Monday, Jul. 30, 1979
Bad All Over
Grim thoughts from the OECD
The increase in oil prices--approximately 60% since January--will send the developed nations into their worst economic slowdown since the first round of OPEC price gouging touched off the 1974-75 recession. So says the Organization for Economic Cooperation and Development in its semi-annual forecast covering 24 member nations of the industrial world. In the next twelve months, predicts the OECD, their economic growth will average 2%, down from 3.7% last year; their inflation will rise from 7.9% to 10%; and their unemployment may swell from 5.25% to 6%, a postwar record of 19 million people out of work in OECD countries.
The forecast found that the U.S. will have no growth at all. Elsewhere, performances will range from flat in Britain to a healthy 4.5% to 5% expansion in Japan. West Germany, Europe's trusty "locomotive," will slow to about 3%, while France will do well to reach 2.5%. Because of higher prices for oil, balance of payment deficits for the OECD countries will double, to $40 billion. Meanwhile, the combined surpluses of the OPEC cartel will also double, to $70 billion.
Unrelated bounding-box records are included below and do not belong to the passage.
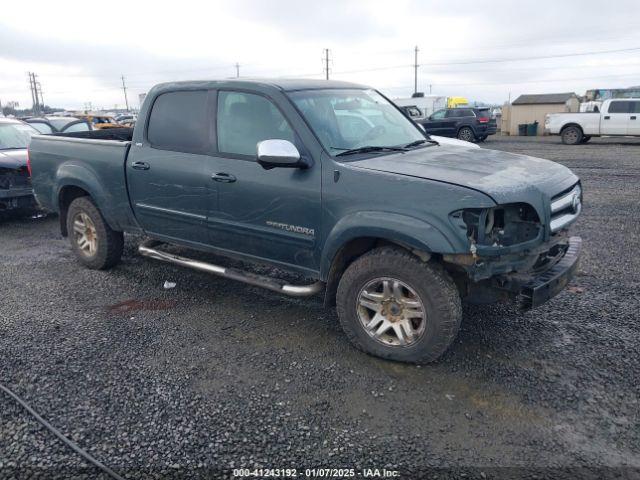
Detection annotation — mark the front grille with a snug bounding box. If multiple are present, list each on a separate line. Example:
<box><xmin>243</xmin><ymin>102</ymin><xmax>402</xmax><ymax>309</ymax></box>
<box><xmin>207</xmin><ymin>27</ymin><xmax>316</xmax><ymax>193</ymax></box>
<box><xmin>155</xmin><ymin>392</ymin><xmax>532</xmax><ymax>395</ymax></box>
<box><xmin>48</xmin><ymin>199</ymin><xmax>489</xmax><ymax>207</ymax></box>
<box><xmin>0</xmin><ymin>167</ymin><xmax>31</xmax><ymax>190</ymax></box>
<box><xmin>550</xmin><ymin>183</ymin><xmax>582</xmax><ymax>233</ymax></box>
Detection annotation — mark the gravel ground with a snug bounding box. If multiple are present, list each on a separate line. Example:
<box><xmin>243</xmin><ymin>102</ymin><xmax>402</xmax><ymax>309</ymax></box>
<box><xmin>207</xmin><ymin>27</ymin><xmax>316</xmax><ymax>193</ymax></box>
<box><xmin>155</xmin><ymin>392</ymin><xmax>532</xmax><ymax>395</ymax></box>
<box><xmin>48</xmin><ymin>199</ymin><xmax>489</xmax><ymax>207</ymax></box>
<box><xmin>0</xmin><ymin>137</ymin><xmax>640</xmax><ymax>478</ymax></box>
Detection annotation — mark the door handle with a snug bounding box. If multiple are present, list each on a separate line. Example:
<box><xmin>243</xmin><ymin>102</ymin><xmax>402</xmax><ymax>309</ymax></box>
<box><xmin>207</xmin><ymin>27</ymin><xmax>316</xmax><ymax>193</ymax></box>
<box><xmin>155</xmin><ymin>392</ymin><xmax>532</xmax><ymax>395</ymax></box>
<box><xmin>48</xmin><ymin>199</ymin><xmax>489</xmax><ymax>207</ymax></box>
<box><xmin>211</xmin><ymin>172</ymin><xmax>236</xmax><ymax>183</ymax></box>
<box><xmin>131</xmin><ymin>162</ymin><xmax>151</xmax><ymax>170</ymax></box>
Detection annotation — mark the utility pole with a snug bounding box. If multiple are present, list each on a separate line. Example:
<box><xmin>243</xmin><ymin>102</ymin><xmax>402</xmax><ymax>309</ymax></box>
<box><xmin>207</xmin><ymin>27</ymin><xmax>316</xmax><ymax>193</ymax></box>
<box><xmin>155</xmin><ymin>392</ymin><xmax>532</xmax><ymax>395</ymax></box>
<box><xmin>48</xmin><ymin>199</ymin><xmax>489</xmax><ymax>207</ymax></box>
<box><xmin>27</xmin><ymin>72</ymin><xmax>36</xmax><ymax>115</ymax></box>
<box><xmin>28</xmin><ymin>72</ymin><xmax>42</xmax><ymax>115</ymax></box>
<box><xmin>322</xmin><ymin>48</ymin><xmax>329</xmax><ymax>80</ymax></box>
<box><xmin>120</xmin><ymin>75</ymin><xmax>129</xmax><ymax>112</ymax></box>
<box><xmin>31</xmin><ymin>73</ymin><xmax>41</xmax><ymax>115</ymax></box>
<box><xmin>413</xmin><ymin>45</ymin><xmax>418</xmax><ymax>93</ymax></box>
<box><xmin>36</xmin><ymin>81</ymin><xmax>45</xmax><ymax>113</ymax></box>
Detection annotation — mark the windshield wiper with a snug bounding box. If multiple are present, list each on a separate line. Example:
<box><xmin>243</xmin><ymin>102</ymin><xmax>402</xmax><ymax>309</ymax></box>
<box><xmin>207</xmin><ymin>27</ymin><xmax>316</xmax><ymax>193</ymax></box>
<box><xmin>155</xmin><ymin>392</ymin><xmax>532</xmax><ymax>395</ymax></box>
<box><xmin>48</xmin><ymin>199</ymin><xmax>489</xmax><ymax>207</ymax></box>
<box><xmin>403</xmin><ymin>140</ymin><xmax>440</xmax><ymax>148</ymax></box>
<box><xmin>331</xmin><ymin>145</ymin><xmax>407</xmax><ymax>157</ymax></box>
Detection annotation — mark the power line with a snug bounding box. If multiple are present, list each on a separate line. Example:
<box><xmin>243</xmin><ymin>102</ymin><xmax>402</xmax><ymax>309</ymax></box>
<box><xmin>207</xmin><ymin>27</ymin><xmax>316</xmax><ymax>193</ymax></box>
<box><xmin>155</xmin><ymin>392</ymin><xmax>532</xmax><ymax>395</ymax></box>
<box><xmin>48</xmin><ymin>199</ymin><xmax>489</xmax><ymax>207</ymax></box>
<box><xmin>424</xmin><ymin>47</ymin><xmax>640</xmax><ymax>66</ymax></box>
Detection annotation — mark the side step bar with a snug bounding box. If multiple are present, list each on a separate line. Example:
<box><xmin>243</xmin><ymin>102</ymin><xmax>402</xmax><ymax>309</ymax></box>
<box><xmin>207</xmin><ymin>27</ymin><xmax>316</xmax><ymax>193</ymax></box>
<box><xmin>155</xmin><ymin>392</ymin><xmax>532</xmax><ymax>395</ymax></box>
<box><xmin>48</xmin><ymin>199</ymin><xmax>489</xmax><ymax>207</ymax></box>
<box><xmin>138</xmin><ymin>240</ymin><xmax>324</xmax><ymax>297</ymax></box>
The report warns that any tinkering with the economy--such as a tax cut in the U.S. or further increases in West German interest rates--will only make the situation worse, and it advises policymakers to sit tight. Their main priority, the OECD advises, should be to reduce oil imports. Says John Fay, head of the OECD's economic department: "We have a long road of rather slow growth ahead of us."